そうした建築物の代表例は、宇都宮市松が峰にあるカトリック松が峰教会でしょう。1932年(昭和7年)11月に完成した教会は、鉄筋コンクリートで内外装の壁材に大谷石を用い、ロマネスク様式を基調にした荘厳なゴシック建築となりました。日本でも数少ない双塔を持つ教会でした。1945年(昭和20年)7月の宇都宮空襲で焼夷弾攻撃を受け、聖堂が半壊する被害を受けましたが、1947年(昭和22年)に再建されました。

大谷石づくりの教会には、もう一つ、宇都宮聖公教会があります。宇都宮市桜の閑静な市街地にあり、1933年(昭和8年)に建てられました。宇都宮空襲を受けずにすんだため、当時のそのままの姿を伝えています。一見すると石蔵にも見える素朴な長方形の礼拝堂に真四角の鐘楼が空を仰ぎ、ヨーロッパの田舎町の教会を思わせる雰囲気です。

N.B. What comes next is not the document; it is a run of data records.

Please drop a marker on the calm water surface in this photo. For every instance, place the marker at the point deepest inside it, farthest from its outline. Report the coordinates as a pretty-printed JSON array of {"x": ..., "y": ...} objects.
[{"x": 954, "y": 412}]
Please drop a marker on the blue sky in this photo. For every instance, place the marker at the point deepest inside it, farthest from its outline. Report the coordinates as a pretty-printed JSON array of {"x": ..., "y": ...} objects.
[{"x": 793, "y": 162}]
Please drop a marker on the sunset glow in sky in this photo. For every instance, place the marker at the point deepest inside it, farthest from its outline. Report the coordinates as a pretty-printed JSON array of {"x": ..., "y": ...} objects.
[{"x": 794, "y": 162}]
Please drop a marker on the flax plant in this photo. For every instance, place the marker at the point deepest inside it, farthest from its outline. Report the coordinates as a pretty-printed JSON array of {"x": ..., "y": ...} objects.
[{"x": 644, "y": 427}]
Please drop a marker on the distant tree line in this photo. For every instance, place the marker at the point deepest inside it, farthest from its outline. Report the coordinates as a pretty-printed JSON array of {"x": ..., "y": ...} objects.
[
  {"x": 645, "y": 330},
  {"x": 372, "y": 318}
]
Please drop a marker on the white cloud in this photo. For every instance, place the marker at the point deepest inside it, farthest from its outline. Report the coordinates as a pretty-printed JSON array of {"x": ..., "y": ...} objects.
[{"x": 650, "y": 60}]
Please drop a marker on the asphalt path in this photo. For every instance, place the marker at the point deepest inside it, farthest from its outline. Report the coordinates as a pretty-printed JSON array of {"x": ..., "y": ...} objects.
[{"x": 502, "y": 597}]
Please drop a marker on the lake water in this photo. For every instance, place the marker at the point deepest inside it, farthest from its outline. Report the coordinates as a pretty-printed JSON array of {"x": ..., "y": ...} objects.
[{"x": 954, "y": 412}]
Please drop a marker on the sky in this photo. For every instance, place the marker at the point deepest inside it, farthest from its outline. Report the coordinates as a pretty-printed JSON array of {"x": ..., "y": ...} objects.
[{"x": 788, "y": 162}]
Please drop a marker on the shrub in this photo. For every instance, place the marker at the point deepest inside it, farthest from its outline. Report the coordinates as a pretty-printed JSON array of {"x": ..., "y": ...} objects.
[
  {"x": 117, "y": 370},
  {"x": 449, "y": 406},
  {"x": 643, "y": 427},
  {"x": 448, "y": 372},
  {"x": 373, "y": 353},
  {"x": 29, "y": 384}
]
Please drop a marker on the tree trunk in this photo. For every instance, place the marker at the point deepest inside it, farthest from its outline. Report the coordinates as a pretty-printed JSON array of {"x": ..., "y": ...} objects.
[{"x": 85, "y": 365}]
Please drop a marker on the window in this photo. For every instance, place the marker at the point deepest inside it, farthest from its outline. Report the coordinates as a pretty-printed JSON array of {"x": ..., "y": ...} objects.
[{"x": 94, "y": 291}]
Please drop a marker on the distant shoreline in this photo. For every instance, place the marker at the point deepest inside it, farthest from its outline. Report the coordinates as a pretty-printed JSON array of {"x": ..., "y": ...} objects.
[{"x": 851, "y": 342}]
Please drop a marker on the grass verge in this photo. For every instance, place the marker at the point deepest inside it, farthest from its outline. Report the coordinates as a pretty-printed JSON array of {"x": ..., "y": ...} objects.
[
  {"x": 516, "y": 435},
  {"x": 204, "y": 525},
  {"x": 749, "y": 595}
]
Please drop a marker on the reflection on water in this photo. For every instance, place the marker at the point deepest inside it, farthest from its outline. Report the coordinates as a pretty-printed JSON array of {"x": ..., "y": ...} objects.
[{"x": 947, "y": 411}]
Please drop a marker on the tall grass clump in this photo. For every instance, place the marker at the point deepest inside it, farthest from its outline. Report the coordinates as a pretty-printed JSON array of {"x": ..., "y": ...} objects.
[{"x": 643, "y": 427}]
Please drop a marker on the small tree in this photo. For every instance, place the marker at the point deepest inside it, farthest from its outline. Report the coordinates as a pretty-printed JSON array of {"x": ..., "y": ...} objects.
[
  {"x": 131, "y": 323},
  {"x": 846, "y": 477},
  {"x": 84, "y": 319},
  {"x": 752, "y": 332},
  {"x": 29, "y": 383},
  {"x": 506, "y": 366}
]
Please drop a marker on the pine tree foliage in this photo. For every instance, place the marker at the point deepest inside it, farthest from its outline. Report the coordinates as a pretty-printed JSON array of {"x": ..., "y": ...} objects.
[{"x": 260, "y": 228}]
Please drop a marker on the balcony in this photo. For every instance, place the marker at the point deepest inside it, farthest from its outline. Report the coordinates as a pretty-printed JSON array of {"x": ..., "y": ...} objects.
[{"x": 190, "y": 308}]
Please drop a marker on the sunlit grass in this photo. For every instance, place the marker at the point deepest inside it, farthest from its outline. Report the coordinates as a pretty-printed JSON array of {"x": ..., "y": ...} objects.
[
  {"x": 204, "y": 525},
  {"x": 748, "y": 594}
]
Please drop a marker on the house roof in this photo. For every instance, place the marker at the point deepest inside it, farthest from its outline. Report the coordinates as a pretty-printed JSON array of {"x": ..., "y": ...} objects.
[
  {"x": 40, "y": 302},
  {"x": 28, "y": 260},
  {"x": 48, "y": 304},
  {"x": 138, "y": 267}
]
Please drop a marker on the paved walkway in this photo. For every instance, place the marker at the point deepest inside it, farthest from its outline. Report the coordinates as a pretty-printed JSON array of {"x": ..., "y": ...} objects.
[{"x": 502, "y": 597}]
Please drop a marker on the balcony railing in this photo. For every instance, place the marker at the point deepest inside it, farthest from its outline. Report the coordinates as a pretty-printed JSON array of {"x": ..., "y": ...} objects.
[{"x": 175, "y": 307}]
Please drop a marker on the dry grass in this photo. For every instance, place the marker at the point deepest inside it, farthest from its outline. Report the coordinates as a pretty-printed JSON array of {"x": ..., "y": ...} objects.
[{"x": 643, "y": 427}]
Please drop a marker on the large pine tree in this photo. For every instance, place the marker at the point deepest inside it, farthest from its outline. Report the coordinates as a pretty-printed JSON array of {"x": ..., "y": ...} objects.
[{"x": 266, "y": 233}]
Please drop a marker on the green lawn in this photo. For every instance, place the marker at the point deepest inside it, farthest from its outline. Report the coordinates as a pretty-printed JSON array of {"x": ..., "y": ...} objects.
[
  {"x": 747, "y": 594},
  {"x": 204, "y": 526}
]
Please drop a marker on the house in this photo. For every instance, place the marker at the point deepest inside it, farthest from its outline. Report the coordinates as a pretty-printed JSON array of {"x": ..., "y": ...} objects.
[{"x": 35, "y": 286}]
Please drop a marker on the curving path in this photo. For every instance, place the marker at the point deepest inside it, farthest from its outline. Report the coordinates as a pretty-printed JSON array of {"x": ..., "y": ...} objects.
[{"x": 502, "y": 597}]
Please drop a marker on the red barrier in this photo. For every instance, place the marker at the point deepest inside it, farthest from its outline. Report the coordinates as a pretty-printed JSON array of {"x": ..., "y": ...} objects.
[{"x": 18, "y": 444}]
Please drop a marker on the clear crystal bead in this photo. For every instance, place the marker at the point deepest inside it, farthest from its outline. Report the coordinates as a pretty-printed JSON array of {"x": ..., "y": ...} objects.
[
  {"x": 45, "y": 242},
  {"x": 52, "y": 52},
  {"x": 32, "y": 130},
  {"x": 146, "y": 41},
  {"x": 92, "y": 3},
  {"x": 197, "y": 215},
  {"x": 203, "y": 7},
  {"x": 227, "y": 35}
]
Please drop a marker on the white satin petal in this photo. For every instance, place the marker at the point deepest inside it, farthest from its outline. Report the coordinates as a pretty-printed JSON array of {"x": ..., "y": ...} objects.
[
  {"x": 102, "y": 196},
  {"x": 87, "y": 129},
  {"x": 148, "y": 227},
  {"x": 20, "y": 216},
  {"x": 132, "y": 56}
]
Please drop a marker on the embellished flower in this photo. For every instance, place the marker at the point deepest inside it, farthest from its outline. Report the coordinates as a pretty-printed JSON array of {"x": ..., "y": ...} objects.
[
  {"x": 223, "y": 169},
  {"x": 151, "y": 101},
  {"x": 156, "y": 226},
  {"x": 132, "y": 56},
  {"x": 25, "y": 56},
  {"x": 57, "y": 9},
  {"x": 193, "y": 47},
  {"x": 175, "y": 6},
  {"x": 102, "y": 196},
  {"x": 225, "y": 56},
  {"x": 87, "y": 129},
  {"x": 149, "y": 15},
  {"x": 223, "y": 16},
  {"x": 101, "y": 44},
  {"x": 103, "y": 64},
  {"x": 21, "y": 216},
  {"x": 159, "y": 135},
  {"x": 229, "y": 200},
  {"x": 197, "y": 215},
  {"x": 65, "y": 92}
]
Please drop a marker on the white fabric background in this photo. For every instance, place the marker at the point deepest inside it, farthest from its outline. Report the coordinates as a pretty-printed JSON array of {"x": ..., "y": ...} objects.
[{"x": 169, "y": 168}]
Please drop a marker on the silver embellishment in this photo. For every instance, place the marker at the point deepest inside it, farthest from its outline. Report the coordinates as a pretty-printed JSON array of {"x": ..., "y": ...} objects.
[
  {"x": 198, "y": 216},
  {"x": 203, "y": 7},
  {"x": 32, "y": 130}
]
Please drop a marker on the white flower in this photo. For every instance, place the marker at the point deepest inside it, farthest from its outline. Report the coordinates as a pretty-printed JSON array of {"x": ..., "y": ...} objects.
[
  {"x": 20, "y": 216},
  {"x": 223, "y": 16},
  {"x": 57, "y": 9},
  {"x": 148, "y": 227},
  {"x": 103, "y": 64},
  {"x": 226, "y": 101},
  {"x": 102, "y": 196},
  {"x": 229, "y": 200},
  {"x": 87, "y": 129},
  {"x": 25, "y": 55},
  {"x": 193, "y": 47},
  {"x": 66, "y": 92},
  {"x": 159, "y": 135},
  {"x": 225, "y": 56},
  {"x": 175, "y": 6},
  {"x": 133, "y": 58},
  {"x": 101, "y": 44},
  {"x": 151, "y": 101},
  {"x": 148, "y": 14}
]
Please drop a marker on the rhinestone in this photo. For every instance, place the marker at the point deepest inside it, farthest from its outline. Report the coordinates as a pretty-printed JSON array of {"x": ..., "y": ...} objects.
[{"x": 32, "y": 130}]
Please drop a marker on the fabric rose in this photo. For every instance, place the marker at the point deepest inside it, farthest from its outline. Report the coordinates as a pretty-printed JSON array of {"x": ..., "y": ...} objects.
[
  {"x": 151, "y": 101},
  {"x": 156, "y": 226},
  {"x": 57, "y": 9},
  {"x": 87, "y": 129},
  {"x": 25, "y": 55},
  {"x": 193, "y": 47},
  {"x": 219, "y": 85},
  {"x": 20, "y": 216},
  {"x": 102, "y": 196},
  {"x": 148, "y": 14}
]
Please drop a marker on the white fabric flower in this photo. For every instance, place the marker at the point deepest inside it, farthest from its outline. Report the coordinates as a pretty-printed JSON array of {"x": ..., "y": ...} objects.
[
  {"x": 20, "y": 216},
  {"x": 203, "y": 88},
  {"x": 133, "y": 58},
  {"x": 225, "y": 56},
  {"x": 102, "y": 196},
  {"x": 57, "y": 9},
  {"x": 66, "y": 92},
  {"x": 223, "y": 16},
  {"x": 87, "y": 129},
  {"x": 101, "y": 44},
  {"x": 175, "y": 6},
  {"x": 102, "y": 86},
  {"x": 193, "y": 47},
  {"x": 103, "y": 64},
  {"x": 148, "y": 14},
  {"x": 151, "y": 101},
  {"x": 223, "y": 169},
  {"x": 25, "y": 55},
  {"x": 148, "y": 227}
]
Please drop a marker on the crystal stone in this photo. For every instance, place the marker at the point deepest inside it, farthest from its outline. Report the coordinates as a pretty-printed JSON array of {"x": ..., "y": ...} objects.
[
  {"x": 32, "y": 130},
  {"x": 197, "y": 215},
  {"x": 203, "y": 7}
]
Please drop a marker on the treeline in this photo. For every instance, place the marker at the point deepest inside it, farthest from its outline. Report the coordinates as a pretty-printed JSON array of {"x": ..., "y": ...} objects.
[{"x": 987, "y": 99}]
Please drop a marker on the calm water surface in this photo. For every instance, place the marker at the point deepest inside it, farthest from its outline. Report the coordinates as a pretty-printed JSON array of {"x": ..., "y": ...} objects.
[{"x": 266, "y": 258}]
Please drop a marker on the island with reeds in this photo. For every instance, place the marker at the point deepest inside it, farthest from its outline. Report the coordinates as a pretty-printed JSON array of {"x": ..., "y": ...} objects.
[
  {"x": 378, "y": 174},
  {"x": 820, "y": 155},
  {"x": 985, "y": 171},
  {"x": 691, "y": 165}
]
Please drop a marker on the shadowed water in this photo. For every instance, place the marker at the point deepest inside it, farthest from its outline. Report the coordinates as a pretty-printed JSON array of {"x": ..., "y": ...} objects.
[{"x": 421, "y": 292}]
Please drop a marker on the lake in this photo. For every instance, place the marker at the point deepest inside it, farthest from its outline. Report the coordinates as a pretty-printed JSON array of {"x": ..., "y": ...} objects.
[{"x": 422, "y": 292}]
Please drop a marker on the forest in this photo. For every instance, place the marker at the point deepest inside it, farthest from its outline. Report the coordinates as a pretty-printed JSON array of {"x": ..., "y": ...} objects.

大谷石の生産地である宇都宮市大谷町に残る大谷公会堂は、昭和初期に旧城山村の公会堂として建築され、村民の集まりの場に使われました。建築当時は、栃木県内有数の石造の公会堂で装飾を凝らした4本の柱が重厚さを醸し出しています。戦後は映画会や演劇などの文化活動の場として活用されました。老朽化が進み、現在は使われていませんが、その外観は隆盛を誇った当時の様子をよく伝えています。

現在の宇都宮中央郵便局の場所にあった旧宇都宮商工会議所は、外壁に大谷石を施した鉄筋コンクリートの立派な建物でした。1922年(大正11年)の商工会議所創立30周年記念事業として建設が企図され、1928年(昭和3年)に完成しました。さまざまな彫刻を施した大谷石が外壁を覆い、正面玄関にはポーチコと呼ばれる車寄せが配置されました。県救命救急センターの建設のため、1979年(昭和54年)に取り壊され、玄関部分だけは県中央公園に移設され、当時の面影を残しています。